Le SCFP dénonce la tarification des stationnements au CIUSS de l'Estrie-CHUS

Le Syndicat canadien de la fonction publique (SCFP) trouve « inacceptable » la tarification des stationnements qui entrera en vigueur pour ses membres à compter du 1er avril 2017 et souhaite que le CIUSSS de l'Estrie-CHUS revoie sa politique.
« Nos membres sont captifs de l'employeur à la majorité des endroits, il n'y a pas d'autres alternatives pour eux, et on va enlever tout d'un coup jusqu'à 137,50 $ à certains. À part à l'Université de Sherbrooke, au CHUS et au centre-ville, les stationnements sont gratuits en Estrie », indique le conseiller syndical du SCFP en Estrie, Éric Bergeron.
« Il n'y a pas de navettes pour les employés à l'extérieur de Sherbrooke et malgré cela, si un employé est appelé d'urgence, l'employeur ne veut pas que ça lui prenne trois heures à arriver au travail. Il l'employé) ne peut pas plus utiliser une navette s'il est appelé de nuit. »
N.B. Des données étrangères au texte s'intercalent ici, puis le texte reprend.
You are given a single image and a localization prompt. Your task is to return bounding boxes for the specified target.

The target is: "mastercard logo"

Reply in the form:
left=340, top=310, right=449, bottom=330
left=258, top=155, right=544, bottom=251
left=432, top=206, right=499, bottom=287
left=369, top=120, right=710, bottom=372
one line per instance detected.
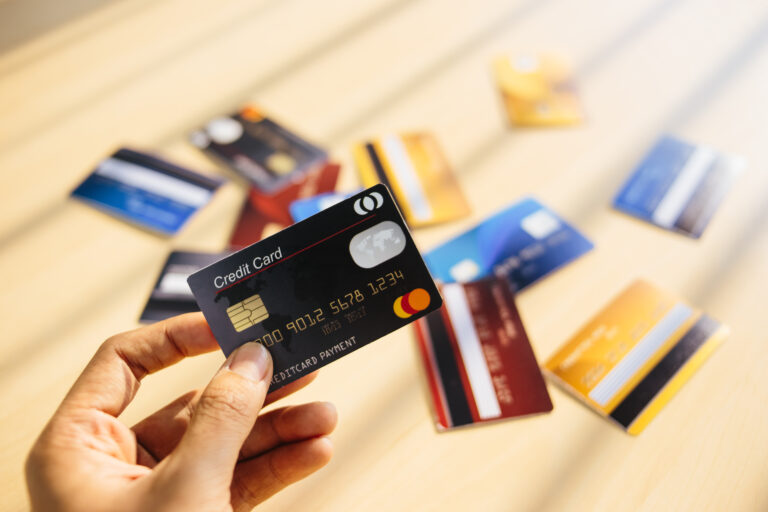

La nouvelle politique des stationnements ainsi que la tarification qui en découle ont été entérinées jeudi soir par le conseil d'administration du CIUSSS de l'Estrie-CHUS. Alors que le stationnement était gratuit pour la majorité des employés à travers le réseau, il leur en coûtera dorénavant entre 137,50 $ et 550 $ pour se garer sur leur lieu de travail. Le conseiller syndical trouve mensonger le principe « d'utilisateur-payeur » sur lequel l'administration du CIUSSS de l'Estrie-CHUS s'appuie pour orienter sa nouvelle politique.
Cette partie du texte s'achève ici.